É muito comum e até natural que vocês não saibam o que eu fiz neste fim de semana. Se isto fosse uma aposta valendo um calote, você decerto apostaria que eu fui à exposição em comemoração aos 60 Anos do Masp. Ou visitar um parente, daquele tipo de parente que nunca incomoda porque mora num cemitério. Não tente adivinhar. Não gosto da palavra “adivinhar”. A raiz latina divinare tem uma conotação estranha, olhe o que diz o dicionário: “conhecer o passado o presente e o futuro por meio de sortilégios”. Sortilégios. Paciência, vamos lá de novo, latim também, sortilegiu: “malefício de feitiçaria, bruxaria, maquinação”. É obvio que se você quisesse uma aula de etimologia não iria vir aqui; não me perdoem nem me comprem. Vinguem-se com o silêncio.

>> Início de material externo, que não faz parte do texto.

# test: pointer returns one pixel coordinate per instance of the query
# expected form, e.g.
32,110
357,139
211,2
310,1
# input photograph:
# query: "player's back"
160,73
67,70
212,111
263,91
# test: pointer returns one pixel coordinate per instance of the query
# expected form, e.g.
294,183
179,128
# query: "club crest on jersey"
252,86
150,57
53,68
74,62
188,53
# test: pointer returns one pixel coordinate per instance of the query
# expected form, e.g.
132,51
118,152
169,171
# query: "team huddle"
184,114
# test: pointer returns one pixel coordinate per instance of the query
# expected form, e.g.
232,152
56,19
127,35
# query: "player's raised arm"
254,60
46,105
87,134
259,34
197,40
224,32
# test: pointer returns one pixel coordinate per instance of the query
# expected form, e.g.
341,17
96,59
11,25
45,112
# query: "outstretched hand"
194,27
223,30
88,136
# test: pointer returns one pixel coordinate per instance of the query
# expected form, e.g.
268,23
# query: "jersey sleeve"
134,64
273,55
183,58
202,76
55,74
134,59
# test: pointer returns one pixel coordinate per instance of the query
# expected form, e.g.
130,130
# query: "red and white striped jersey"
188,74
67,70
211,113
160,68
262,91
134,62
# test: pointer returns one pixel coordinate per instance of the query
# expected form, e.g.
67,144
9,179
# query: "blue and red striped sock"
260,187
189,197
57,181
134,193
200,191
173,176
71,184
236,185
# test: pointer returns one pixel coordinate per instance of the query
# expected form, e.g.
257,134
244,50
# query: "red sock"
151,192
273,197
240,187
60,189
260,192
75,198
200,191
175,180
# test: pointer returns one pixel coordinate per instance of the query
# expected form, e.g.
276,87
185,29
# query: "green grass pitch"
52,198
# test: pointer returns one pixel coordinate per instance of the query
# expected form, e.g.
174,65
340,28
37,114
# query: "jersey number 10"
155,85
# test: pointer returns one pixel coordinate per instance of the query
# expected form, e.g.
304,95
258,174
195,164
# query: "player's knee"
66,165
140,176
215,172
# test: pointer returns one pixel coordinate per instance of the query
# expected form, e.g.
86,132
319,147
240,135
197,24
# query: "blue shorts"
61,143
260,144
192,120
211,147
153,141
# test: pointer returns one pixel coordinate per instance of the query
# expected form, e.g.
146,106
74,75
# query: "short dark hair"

Chupei cana. Cana. Você jamais iria descobrir. Cana meus caros. Dessas que nascem como paliteiros com ímpetos de furar o céu, mas se contentam em furar a nossa pele com suas folhas que serviram de inspiração para o inventor da navalha. Fazia tanto tempo que eu não fazia isso que eu nem sabia mais como era; se o dente aceitaria fundir-se àquela fibra crocante e úmida ao mesmo tempo, doce e bagaço no mesmo tom. Sentei por debaixo duma amoreira (amoreira!) e me esqueci do pagode que comia solto no sítio, vez que a cada mordida as explosões da cana na boca infundia no ar um contraste com o pagode e o que eu ouvia era metamorfoseado numa lírica que ainda está por ser escrita.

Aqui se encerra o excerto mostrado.